En el cementerio de San Isidro de Cuenca, en el epicentro mismo de la belleza, yace para siempre Fernando Zóbel, pintor. El paisaje que desde allí se contempla -la escultura en piedra viva de la hoz del Júcar, la cinta verde del río que serpentea al fondo- es materia de su obra y también de la del poeta Samir Delgado, que ha construido su libro Jardín seco (Bala perdida, 2019) a partir de la contemplación de los cuadros de Zóbel, aunque la propia naturaleza, filtrada por la visión del artista, se abre hueco en sus poemas de igual modo que el río se encajona en la meseta.
Es Jardín seco una obra construida desde el amor a un artista y a un paisaje, y un juego múltiple de espejos, referencias, citas y reconstrucciones. Los títulos de los cuadros dan nombre a los poemas, o se insertan en los versos con una naturalidad anómala; una cantidad torrencial de citas recontextualizan la visión del cuadro, porque el poeta construye una visión no ajena a su experiencia, a sus lecturas, a su manera de estar en el mundo; en ocasiones, el juego va más allá, y fragmentos de los diarios de artista de Zóbel son la esencia misma del poema.
Como en la pintura de Zóbel, basada en un método riguroso de trabajo glosado en la primera parte del poemario (apunte / boceto / dibujo / cuadro), Delgado apuesta por imponerse un sistema de acercamiento al cuadro y conversión del mismo en poema, en su caso la écfrasis o representación verbal de una obra pictórica.
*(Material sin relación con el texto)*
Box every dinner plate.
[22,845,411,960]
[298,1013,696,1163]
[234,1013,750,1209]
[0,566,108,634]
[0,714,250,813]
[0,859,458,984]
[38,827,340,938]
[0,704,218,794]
Pero que nadie busque aquí una mera descripción: lo que encontramos es una nueva realidad provocada por la pintura en el poeta, y convertida por este en palabra evocadora. Así, pintura y poesía conversan en un idioma compartido, el de una abstracción con un sustrato real del que se aleja en la búsqueda de la emoción más pura, transparente, medular.
Desde lo alto de Cuenca, contemplando el jardín seco de la hoz del Júcar, un pintor y un poeta nos convocan a observar la belleza.